Bottega Veneta Liberta bag in burgundy.

Bottega Veneta Liberta bag in burgundy.

In a saturated market, it’s easy to feel like the days of bespoke craftsmanship and artistry as depicted in Prigent’s film are behind us, replaced with expensive graphic tees, sneakers and more products than we can consume. Once strictly reserved for high-fashion houses and the uber-rich, luxury fashion is more culturally ubiquitous and accessible than ever via social media and resale platforms like the RealReal, Poshmark, eBay, Grailed and Depop. The term “luxury” is actually just as subjective as it is sentimental, and despite economic instability, luxury fashion is simply everywhere today.

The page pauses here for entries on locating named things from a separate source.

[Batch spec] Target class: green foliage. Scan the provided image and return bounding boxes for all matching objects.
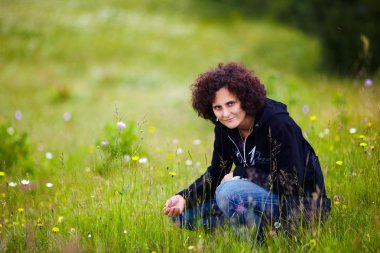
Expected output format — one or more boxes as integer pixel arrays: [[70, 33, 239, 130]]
[[193, 0, 380, 76], [0, 123, 31, 173], [96, 120, 141, 175]]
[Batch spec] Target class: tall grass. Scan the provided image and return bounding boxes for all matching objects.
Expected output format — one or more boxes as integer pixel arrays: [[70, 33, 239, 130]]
[[0, 1, 380, 252]]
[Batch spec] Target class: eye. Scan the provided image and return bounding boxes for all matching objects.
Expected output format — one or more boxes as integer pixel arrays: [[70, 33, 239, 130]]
[[227, 101, 236, 107]]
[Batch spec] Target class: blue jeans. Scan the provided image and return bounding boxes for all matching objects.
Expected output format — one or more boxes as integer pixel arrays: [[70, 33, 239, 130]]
[[215, 180, 279, 238], [173, 180, 279, 239]]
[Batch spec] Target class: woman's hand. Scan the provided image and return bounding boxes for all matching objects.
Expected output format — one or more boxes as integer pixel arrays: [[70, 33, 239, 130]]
[[220, 172, 234, 183], [164, 195, 186, 217]]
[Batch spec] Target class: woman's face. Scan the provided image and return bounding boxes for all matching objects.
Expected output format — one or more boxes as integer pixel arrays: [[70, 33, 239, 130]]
[[212, 88, 246, 129]]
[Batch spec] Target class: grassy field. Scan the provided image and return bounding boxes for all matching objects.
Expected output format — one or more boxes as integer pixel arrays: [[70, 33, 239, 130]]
[[0, 0, 380, 252]]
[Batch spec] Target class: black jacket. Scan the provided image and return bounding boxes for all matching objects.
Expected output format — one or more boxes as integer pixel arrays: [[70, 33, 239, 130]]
[[178, 99, 330, 225]]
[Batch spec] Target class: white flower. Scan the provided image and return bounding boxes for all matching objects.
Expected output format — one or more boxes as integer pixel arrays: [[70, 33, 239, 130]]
[[45, 152, 53, 160], [7, 127, 15, 135], [8, 182, 17, 187], [116, 121, 127, 128], [21, 179, 30, 185], [139, 157, 148, 163], [15, 110, 22, 120], [63, 112, 71, 121], [193, 139, 201, 146], [349, 127, 357, 134]]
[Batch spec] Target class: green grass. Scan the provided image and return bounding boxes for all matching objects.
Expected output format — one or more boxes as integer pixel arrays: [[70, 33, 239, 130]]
[[0, 0, 380, 252]]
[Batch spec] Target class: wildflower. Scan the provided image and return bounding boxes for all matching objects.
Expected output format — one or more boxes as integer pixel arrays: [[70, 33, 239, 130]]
[[45, 152, 53, 160], [364, 79, 373, 87], [165, 153, 174, 160], [7, 127, 15, 135], [58, 216, 65, 223], [63, 112, 71, 121], [139, 157, 148, 163], [8, 182, 17, 187], [148, 126, 156, 134], [309, 239, 317, 248], [302, 105, 310, 114], [193, 139, 201, 146], [116, 121, 127, 129], [21, 179, 30, 185], [15, 110, 22, 120], [124, 155, 131, 162], [37, 218, 44, 228], [349, 127, 357, 134]]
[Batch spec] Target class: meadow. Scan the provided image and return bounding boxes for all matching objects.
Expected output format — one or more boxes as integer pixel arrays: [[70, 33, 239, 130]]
[[0, 0, 380, 252]]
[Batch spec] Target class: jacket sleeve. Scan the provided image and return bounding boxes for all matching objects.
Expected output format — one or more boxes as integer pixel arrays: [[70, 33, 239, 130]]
[[268, 115, 306, 195], [177, 126, 232, 206]]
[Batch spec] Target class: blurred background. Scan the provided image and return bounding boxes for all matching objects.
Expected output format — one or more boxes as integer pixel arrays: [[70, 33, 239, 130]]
[[0, 0, 380, 157]]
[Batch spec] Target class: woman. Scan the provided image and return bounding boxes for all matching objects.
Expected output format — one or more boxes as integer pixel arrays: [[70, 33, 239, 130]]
[[164, 63, 330, 239]]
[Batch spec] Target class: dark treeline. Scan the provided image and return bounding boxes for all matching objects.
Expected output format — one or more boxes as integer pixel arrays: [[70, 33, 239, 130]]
[[193, 0, 380, 77]]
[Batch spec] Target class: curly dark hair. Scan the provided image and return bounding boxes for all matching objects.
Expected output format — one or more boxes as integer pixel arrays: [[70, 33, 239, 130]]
[[191, 62, 266, 123]]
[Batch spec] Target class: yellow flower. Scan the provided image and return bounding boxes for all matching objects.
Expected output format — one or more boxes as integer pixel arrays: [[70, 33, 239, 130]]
[[309, 239, 317, 248]]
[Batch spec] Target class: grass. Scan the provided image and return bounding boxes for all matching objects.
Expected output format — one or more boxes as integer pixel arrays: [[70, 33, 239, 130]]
[[0, 0, 380, 252]]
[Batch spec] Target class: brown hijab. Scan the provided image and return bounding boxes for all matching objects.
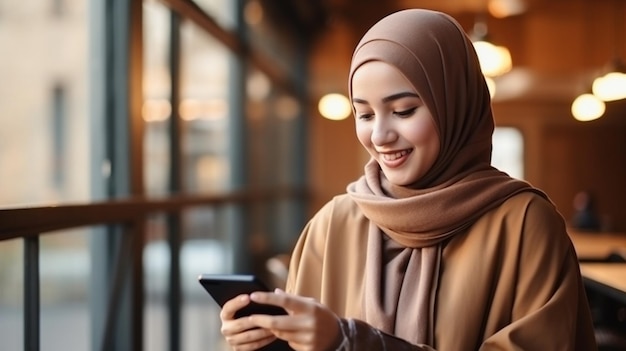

Fall/winter 2024 finds us (yes, still) firmly in the “quiet luxury” era, as defined by brands like Khaite, Bottega Veneta and the Row. It got me thinking: What does the word “luxury” even mean? This may seem like a silly question, but at a time of skyrocketing prices, market saturation, widening class disparity, climate change and international tumult, it left me wondering how those within the fashion industry relate to the concept of luxury on a personal level. Does it still sparkle and shine? How does it fit into their daily lives? What does it represent? How do they metabolize the luxury trend cycle?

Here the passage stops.